Once he was finished with the meal, he took out his handheld radio from his camping pack. He fiddled with the dials, scanning for anything but static. Most of the emergency broadcasts had long since gone dark, but he tried anyway, desperate for some news of what the US government was doing. Maybe the rest of the country was better off than the east coast. Maybe the military was pushing back toward Maryland to fight back the Skull plague.
A voice broke through the static. He paused, his heart pounding. It had been several nights since he’d heard anything.
“...advised to remain indoors...”
Static.
“...contact may cause mutation...”
Static.
“...exposed wound, bite, scratch may lead to infection and...”

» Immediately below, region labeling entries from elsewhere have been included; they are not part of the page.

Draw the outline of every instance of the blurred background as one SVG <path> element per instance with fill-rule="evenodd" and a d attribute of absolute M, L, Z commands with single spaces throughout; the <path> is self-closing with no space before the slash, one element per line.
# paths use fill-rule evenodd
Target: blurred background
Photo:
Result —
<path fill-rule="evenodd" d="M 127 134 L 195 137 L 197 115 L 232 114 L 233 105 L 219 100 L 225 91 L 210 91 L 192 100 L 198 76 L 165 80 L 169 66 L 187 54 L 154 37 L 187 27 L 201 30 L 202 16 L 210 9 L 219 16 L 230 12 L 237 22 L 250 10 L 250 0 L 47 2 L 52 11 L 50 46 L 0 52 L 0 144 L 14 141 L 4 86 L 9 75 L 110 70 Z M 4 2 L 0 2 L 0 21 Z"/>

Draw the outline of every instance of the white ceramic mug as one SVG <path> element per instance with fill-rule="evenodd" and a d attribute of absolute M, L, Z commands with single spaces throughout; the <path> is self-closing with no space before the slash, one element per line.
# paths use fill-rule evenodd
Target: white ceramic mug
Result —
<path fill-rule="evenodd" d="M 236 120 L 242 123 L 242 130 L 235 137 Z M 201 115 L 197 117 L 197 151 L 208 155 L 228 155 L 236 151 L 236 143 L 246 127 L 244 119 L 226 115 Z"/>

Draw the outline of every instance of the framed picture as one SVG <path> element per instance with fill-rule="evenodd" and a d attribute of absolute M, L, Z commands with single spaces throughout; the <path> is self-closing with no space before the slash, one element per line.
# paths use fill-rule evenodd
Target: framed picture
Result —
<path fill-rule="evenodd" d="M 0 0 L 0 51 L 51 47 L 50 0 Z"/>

Static. The voice didn’t come back.
It didn’t take any spark of genius to understand what the robotic voice was droning on about. He’d heard those words before, and they only reinforced Cliff’s opinion that Skulls and other people needed to be avoided as much as possible.
He toyed with the radio a little longer. The thought of the batteries fading pressed heavily on his mind. He hadn’t found any fresh ones yet, and once these died, he might be completely cut off from any contact with the rest of the world.
Sage nuzzled against him, leaning in for a scratch behind her ears. At least Cliff still had her.